The physics of $Z^0/γ^*$-tagged jets at the LHC
R. B. Neufeld, I. Vitev, B. -W. Zhang
TL;DR
The paper develops LO and NLO predictions for $Z^0/\gamma^*$+jet production at the LHC, establishing a high-precision baseline in proton-proton and heavy-ion collisions. It formulates and applies a GLV-based description of medium-induced energy loss for parton showers in a dynamically evolving QGP, linking the in-medium gluon bremsstrahlung spectrum to observable jet suppression and energy redistribution. A key contribution is the first NLO treatment of tagged jets in heavy-ion collisions and the prediction of a sharp transition from suppression to enhancement as a function of the tagged jet $p_T$, reflecting the underlying gluon bremsstrahlung spectrum.

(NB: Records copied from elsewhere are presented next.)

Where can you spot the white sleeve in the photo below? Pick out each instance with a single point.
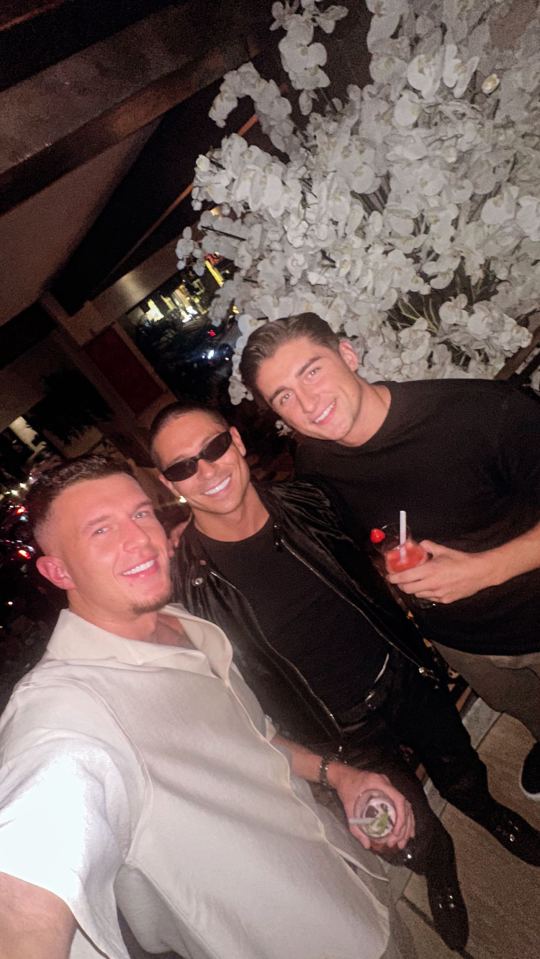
(66, 820)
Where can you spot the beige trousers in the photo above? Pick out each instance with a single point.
(509, 684)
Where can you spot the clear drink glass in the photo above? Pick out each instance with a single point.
(374, 814)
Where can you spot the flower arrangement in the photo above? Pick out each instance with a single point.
(406, 214)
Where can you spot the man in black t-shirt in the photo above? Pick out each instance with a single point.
(328, 654)
(462, 457)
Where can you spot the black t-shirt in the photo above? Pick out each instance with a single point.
(328, 641)
(463, 458)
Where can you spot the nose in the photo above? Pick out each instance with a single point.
(205, 469)
(307, 399)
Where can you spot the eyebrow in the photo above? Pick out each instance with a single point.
(298, 373)
(98, 520)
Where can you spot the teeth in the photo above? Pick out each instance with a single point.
(324, 414)
(139, 569)
(218, 488)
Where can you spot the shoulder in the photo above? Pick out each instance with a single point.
(297, 493)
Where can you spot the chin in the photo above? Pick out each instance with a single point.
(153, 605)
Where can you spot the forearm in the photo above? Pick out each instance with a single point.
(34, 923)
(351, 784)
(519, 555)
(304, 763)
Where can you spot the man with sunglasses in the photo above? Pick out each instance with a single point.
(329, 656)
(139, 772)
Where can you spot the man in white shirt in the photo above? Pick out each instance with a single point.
(138, 771)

The work lays the groundwork for jet tomography with electroweak-tagged jets and offers concrete predictions for LHC measurements that can constrain QGP properties.
Abstract
Electroweak bosons produced in conjunction with jets in high-energy collider experiments is one of the principle final-state channels that can be used to test the accuracy of perturbative Quantum Chromodynamics calculations and to assess the potential to uncover new physics through comparison between data and theory. In this paper we present results for the $Z^0/γ^*$+jet production cross sections at the LHC at leading and next-to-leading orders. In proton-proton reactions we elucidate up to ${\cal O}(G_Fα_s^2)$ the constraints that jet tagging via the $Z^0/γ^*$ decay dileptons provides on the momentum distribution of jets. In nucleus-nucleus reactions we demonstrate that tagged jets can probe important aspects of the dynamics of quark and gluon propagation in hot and dense nuclear matter and characterize the properties of the medium-induced parton showers in ways not possible with more inclusive measurements. Finally, we present specific predictions for the anticipated suppression of the $Z^0/γ^*$+jet production cross section in the quark-gluon plasma that is expected to be created in central lead-lead collisions at the LHC relative to the naive superposition of independent nucleon-nucleon scatterings.